Combine the flour, sugar, baking powder, and salt in the bowl of a food processor fitted with the metal blade and process briefly to combine.
Add the cream cheese and butter and pulse until the mixture resembles a coarse meal.
Transfer the dough to a large bowl. Drizzle the water over the dough and gently use your fingers or a flexible spatula to toss the dough around in order to hydrate the flour.
Once a bit of dough can be pinched together between two fingers and hold its shape, bring the dough together into a disc.
Wrap it in plastic wrap and refrigerate for at least 1 hour, but preferably overnight.
On a lightly floured work surface, roll the dough into a circle, an inch or two larger than a 9-inch glass pie plate.
Place the dough in the plate and decoratively crimp the edges. Place in the freezer for 1 hour.
Preheat the oven to 425 F. Line the pie crust with parchment paper and fill with pie weights.
To make the egg wash, whisk together the egg and salt in a small bowl. Brush the crimped edges with the egg wash.
Bake for 20 minutes until the crimped edges are brown. When you gently lift the parchment paper, the bottom of the crust should look dry.
Remove the paper and weights, and return the crust to the oven until the bottom is nicely browned, about 10 minutes more.
Set aside to cool and reduce the heat to 350 F. Make the pie filling. In a large bowl, lightly whisk the eggs and yolk.
Add the corn syrup, sugars, and salt and whisk again.
Add the melted butter, vanilla, and bourbon and whisk to combine.
Coarsely chop one cup of the pecans.
Sprinkle the chopped pecans and the chocolate chips on the bottom of the pie crust.
Pour the filling over the chopped nuts and chips.
Decorate the pie with the remaining 1/2 cup of whole pecans, gently nestling them on top of the filling in a pattern.
Bake the pie for 40 to 50 minutes, rotating at the halfway point, until the filling is puffy and set around the edges, but the center still jiggles slightly when you carefully nudge the pie plate.
Let the pie come to room temperature before serving, at least 4 hours.
- Toast the nuts for about 20 minutes on a baking sheet in a 350 F oven for the most flavor.
- Use a glass pie plate when you bake your pie, so you can see when the bottom is lightly browned and thus avoid the dreaded soggy bottom.
- You can use rice or beans as your pie weights and reuse them over and over.

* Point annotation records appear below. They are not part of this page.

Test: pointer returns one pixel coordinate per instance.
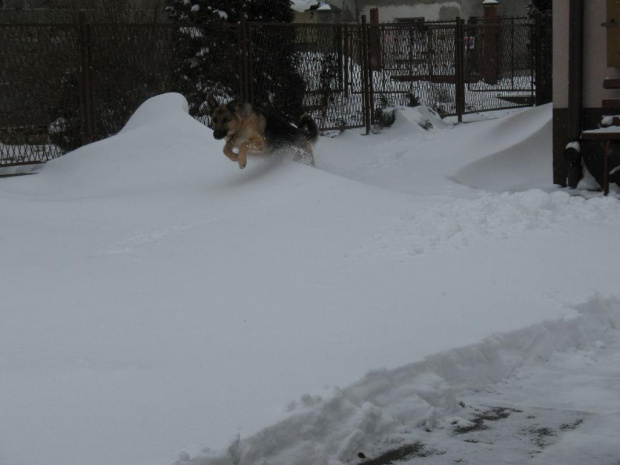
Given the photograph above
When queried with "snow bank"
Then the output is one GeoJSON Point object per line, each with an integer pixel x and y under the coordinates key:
{"type": "Point", "coordinates": [422, 154]}
{"type": "Point", "coordinates": [385, 408]}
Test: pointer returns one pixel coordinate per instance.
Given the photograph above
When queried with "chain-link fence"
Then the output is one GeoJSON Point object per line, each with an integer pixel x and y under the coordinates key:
{"type": "Point", "coordinates": [63, 85]}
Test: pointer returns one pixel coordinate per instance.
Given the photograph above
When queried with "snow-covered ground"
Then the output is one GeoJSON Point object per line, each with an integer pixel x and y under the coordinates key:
{"type": "Point", "coordinates": [427, 293]}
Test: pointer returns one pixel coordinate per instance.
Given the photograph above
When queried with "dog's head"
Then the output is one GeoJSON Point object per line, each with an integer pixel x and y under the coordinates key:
{"type": "Point", "coordinates": [222, 117]}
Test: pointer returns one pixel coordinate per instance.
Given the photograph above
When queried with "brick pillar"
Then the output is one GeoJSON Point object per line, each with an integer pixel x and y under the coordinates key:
{"type": "Point", "coordinates": [491, 41]}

Just store them in a designated "pie weight" jar.
- How the filling looks is more important in determining doneness than how long the pie has been in the oven.
- If your pie is soupy after you have pulled it from the oven and let it cool to room temp, then you pulled it from the oven too early.
- If you don't want to parbake the pie crust, you don't have to, but it will be more tender and flavorful and flakier if you do.
- Light corn syrup or light brown sugar can be used instead of dark corn syrup or brown sugar, but the dark adds a lovely depth of flavor.
- You can omit the bourbon or make some lightly whipped cream and flavor it with the booze instead.
- If you enjoy an ultra boozy pecan pie, add 3 tablespoons of bourbon.
- If you do not want to chop the nuts, you can make the filling with whole pecans. You also do not have to toast them, but the flavor is improved if you do so.
- You can use bittersweet chocolate instead of semisweet, or you can omit the chocolate altogether.
How to Store Chocolate Bourbon Pecan Pie
This pie keeps covered in plastic wrap at room temperature for 3 days.